/elasticsn

Parser and Elasticsearch indexer for Leo Laporte & Steve Gibson's radio show transcripts

Primary LanguageScalaApache License 2.0Apache-2.0

elasticsn

This is an ETL like program aimed to parse and index (in Elasticsearch) the transcripts from Leo Laporte & Steve Gibson's podcast Security now.

By doing so, it is possible to search for terms, phrases, ... within the text as well as extracting statistics.

e.g: When was the first time someone said "complexity is the enemy of security" in the show? On which episodes has it been repeated?

/tmp/phrase.json:

{
  "script_fields": {
    "airedOn": {
      "script": {
        "source": "new Date(doc['header.date'].getValue())"
      }
    }
  },
  "_source": ["header.number", "header.audio"],
  "sort": [
    {
      "header.date": {
        "order": "asc"
      }
    }
  ],
  "query": {
    "nested": {
      "path": "text",
      "query": {
        "match_phrase": {
          "text.line": "complexity is the enemy of security"
        }
      },
      "inner_hits": {}
      }
    }
  }
}

Client request using CURL:

curl -u USER:PASS \
    -X GET https://HOST:PORT/securitynow/episode/_search \
    -d @/tmp/phrase.json | \
    jq '.hits.hits[] | { episode: ._source.header.number, airedOn: .fields.airedOn[0], saidBy: .inner_hits.text.hits.hits[0]._source.speaker, phrase: .inner_hits.text.hits.hits[0]._source.line}'

...and BOOM!:

results

e.g: Who are the show hosts? Who intervenes more often? Who is more talkative?

Just use Kibana!

kibana stats

Both Leo and Steve are the main hosts and they spoke similar numbers of sentences per podcast, however, reviewing word count by author it is obvious that Steve leads the discurse during each session.
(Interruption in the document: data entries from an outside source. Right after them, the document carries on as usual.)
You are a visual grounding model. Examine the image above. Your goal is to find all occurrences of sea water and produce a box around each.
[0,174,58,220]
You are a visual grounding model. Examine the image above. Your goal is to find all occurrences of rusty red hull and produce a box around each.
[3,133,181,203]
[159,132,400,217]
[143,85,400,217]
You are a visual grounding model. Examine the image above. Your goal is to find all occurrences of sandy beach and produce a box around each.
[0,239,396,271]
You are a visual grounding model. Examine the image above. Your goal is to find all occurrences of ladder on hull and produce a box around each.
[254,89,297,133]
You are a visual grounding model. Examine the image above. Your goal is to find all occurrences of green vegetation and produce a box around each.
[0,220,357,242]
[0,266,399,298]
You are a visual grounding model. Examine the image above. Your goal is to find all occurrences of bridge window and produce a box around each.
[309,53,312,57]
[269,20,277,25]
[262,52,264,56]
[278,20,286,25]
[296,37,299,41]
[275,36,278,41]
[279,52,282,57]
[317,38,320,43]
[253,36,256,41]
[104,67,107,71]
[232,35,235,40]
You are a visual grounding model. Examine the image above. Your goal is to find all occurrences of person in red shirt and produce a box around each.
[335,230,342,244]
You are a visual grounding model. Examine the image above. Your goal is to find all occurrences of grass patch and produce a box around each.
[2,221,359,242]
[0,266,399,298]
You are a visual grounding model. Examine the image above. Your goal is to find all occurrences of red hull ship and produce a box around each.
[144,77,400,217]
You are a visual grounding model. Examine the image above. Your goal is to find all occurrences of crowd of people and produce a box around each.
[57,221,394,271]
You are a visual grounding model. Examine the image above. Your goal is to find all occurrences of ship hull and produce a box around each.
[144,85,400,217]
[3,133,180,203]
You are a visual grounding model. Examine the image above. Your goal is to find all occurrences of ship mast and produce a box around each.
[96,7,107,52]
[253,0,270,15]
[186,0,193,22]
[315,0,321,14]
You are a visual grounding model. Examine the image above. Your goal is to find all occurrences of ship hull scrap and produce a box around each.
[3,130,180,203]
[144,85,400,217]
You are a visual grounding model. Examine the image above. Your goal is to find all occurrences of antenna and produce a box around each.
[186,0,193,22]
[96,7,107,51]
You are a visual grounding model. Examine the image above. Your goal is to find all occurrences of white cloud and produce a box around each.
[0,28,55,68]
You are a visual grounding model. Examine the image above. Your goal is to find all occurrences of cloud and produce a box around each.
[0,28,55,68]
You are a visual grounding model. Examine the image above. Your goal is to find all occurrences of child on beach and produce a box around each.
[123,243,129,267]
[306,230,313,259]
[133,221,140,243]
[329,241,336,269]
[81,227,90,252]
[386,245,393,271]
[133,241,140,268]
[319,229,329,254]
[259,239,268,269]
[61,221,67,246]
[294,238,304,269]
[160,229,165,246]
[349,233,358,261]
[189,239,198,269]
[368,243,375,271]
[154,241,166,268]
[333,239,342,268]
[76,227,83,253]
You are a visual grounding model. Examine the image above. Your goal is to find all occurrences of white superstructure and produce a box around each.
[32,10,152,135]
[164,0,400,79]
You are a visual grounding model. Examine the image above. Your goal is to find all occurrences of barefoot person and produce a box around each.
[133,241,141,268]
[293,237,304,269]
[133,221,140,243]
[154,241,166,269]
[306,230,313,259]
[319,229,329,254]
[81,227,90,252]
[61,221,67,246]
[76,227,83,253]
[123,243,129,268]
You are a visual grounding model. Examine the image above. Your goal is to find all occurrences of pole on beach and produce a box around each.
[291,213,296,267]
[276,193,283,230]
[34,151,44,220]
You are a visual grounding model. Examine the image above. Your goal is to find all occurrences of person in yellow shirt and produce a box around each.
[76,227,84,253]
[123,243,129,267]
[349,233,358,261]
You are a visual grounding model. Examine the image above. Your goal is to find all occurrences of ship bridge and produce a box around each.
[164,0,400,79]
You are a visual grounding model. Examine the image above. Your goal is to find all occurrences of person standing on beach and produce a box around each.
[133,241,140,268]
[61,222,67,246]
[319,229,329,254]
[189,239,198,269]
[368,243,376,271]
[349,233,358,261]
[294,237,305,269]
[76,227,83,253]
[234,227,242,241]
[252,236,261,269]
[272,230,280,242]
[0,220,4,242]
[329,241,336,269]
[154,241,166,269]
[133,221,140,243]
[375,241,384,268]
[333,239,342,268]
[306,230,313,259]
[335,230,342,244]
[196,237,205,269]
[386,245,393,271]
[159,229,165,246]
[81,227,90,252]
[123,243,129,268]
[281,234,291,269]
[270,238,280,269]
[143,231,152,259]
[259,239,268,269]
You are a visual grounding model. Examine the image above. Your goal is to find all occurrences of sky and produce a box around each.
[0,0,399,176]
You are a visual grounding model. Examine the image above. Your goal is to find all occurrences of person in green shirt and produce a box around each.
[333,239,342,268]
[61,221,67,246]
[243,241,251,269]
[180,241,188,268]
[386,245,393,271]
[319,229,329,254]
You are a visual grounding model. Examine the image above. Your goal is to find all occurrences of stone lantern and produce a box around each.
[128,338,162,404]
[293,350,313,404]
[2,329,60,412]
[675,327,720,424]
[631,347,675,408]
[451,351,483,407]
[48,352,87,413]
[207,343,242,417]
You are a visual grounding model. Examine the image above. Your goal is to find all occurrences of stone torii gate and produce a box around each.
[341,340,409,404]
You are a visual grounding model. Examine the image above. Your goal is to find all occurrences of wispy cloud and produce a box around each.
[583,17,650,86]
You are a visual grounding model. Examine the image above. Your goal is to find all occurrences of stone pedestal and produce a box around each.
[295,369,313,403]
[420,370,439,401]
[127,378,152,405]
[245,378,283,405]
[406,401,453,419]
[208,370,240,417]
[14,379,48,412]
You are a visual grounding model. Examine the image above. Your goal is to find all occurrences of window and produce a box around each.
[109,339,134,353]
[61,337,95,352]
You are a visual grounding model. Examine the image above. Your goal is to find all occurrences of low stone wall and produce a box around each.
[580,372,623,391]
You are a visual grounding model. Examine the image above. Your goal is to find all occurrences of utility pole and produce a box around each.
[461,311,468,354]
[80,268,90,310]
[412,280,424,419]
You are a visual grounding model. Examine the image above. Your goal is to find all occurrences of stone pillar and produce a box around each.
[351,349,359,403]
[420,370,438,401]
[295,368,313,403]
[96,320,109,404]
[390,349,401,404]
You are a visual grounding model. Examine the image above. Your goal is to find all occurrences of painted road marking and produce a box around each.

Indices created by the ETL Scala program

All episodes relevant information is stored under the securitynow index. However, there is a second index, securitynow_words, where each spoken word is stored as a keyword in order to perform aggregations in Kibana.

securitynow index

As stated above, this index should be enough to perform analysis and get all the information from search queries. In fact, it contains two mappings (episode and episodeLine) of which episode keeps the information of all the aired shows with all the interventions. It is just an indexed version of the parsed transcription, check its mapping:

"episode": {
        "properties": {
          "audioURL": {
            "type": "text"
          },
          "date": {
            "type": "date"
          },
          "header": {
            "properties": {
              "audio": {
                "type": "text",
                "fields": {
                  "keyword": {
                    "type": "keyword",
                    "ignore_above": 256
                  }
                }
              },
              "date": {
                "type": "long"
              },
              "hosts": {
                "type": "text",
                "fields": {
                  "keyword": {
                    "type": "keyword",
                    "ignore_above": 256
                  }
                }
              },
              "number": {
                "type": "long"
              },
              "site": {
                "type": "text",
                "fields": {
                  "keyword": {
                    "type": "keyword",
                    "ignore_above": 256
                  }
                }
              },
              "title": {
                "type": "text",
                "fields": {
                  "keyword": {
                    "type": "keyword",
                    "ignore_above": 256
                  }
                }
              }
            }
          },
          "notesURL": {
            "type": "text"
          },
          "number": {
            "type": "integer"
          },
          "speakers": {
            "type": "text"phrases
          },
          "text": {
            "type": "nested",
            "properties": {
              "line": {
                "type": "text"
              },
              "speaker": {
                "type": "keyword"
              }
            }
          },
          "title": {
            "type": "text"
          }
        }
      }

Note how each line of dialog is stored within the nested object text so Elasticsearch can query those lines as in the example shown at the beginning of this document.

As it would happen with the securitynow_words index, the episodeLine mapping serves Kibana including some keyword fields.

TODO

  • Unit tests.
  • Factor Upload object into a generic indexer which should allow modularization when creating different views, in the form of indices and mappings.
  • Replace ad-hoc indices and types for Kibana with aggregation results from securitynow/episode to hugely improve performance (time & space).
  • Add a "listener" aimed to make of this ETL a stream endpoint which could keep the index updated with the new shows.